Section: Arts

Class of 2024 finds their voice in belated Sophomore Sing

Class of 2024 finds their voice in belated Sophomore Sing

The Class of 2024 gathered on the steps of Rosse to sing. | ABDUL HAFEEZ

Last fall, the College modified first-year orientation activities to meet COVID-19 restrictions, leaving many first-year traditions unfulfilled. Among these traditions was the beloved First-Year Sing, an event in which the entering class gathers to sing traditional Kenyon songs for the entire community to watch and heckle. 

Upon recognizing that the First-Year Sing was unable to take place last year, Ben Locke, professor of music and director of the Sing, sent a video to the current first years promising that one day he would lead them in their First-Year Sing, regardless of how long it took. “We will make this up somehow,” Locke said in the video.

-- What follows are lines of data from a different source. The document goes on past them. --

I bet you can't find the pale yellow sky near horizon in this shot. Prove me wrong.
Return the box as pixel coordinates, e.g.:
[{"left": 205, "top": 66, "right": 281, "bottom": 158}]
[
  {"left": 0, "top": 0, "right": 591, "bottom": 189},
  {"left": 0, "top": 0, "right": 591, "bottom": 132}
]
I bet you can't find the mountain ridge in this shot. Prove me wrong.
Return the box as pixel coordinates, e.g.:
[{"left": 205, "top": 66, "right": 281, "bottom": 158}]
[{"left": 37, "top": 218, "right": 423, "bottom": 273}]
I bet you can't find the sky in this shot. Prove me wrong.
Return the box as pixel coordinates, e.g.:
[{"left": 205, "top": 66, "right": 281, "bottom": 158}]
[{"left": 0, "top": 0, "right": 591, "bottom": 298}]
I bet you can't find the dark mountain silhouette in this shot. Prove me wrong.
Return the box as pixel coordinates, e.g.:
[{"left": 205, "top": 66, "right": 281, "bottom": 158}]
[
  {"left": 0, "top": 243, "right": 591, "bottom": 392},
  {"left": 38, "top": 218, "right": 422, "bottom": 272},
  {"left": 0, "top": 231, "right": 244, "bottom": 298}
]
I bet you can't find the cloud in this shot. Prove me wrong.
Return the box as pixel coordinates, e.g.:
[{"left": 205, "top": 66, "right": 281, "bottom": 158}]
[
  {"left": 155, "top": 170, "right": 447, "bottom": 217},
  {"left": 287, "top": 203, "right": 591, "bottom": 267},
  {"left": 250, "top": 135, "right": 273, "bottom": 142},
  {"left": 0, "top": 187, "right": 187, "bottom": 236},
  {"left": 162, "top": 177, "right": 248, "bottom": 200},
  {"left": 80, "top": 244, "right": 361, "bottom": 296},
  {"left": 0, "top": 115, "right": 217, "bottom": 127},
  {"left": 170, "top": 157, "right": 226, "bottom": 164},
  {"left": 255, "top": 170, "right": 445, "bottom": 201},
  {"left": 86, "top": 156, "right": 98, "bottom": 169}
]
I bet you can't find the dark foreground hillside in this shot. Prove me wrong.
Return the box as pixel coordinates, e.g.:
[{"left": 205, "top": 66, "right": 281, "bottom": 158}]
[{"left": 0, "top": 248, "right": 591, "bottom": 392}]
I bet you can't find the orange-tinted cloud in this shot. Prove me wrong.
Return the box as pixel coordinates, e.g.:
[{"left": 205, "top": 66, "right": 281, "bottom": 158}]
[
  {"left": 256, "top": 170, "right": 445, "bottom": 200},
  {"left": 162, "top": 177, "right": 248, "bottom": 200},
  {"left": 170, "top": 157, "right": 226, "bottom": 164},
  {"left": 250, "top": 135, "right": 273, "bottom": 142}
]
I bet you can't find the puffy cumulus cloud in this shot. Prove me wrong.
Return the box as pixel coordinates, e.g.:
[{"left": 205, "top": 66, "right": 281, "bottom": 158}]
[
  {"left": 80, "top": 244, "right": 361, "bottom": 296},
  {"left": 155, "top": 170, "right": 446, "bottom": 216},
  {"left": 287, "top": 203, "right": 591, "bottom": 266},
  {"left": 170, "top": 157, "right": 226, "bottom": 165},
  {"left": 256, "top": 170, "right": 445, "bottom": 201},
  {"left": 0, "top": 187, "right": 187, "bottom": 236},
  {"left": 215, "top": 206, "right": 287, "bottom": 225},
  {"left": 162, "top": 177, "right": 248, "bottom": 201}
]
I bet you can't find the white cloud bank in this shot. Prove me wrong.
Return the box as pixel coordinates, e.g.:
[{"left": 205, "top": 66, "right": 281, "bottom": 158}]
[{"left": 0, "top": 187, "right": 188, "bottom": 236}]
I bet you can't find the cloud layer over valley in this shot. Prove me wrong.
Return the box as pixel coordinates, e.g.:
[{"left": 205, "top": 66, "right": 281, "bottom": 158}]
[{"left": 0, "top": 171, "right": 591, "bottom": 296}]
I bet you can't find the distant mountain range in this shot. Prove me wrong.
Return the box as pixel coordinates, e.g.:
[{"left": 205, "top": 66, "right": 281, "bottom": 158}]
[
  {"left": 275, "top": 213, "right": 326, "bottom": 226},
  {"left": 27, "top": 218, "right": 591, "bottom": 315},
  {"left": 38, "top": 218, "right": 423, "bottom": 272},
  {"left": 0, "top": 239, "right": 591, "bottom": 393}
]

On Saturday, Aug. 28 — one year later — Locke fulfilled his promise as the Class of 2024’s First-Year Sing, dubbed the Sophomore Sing, took place on the steps of Rosse Hall. 

Locke’s determination to lead the Class of 2024 in the Sing stems from his appreciation of the tradition’s deep history, which dates back over 60 years. In an email sent out to students, Locke explained that the First-Year Sing is a “rite of passage” established as far back as 1956 by acting Kenyon President Frank Bailey as a way to introduce students to the “traditions and lore of Kenyon.” Locke spoke extensively about the profound impact these songs have on Kenyon students, serving as a bookend to their college career. “It’s important for any Kenyon student to be aware of those songs,” he said in an interview with the Collegian

This fall marks the 17th year that Locke has directed the Sing. In fact, Locke has completed three separate Sings this semester: In addition to the Sophomore Sing, he also led the First-Year Sing for the Class of 2025 on Aug. 25, and he even traveled to Washington, D.C. to teach the songs to the 52 first-year students leaving for Copenhagen. Explaining his commitment to the tradition, Locke expressed his deep passion for directing choir. “Group singing is my life. I’m committed to music in all its forms as being a part of humanity,” Locke said. “I’m proud to help carry on that tradition.” 

In addition, Locke changed this year’s song lineup, replacing “Ninety-Nine” with “Stand Up and Cheer,” a commemoration of Kenyon’s last victory over Ohio State University in football over a century ago. Locke made this change after tracing back the problematic history of the old song — it was set to the melody of a minstrel song, and the printed piece had an offensive cover. The new song, according to Locke, “doesn’t have any baggage.” 

After a year with few in-person events, the Class of 2024 was finally able to participate in a longstanding Kenyon tradition. “I think that people are enjoying the sense that we can do things communally,” Locke said. “Sometimes you have to lose something for a while before you begin to appreciate just how gratifying it is.”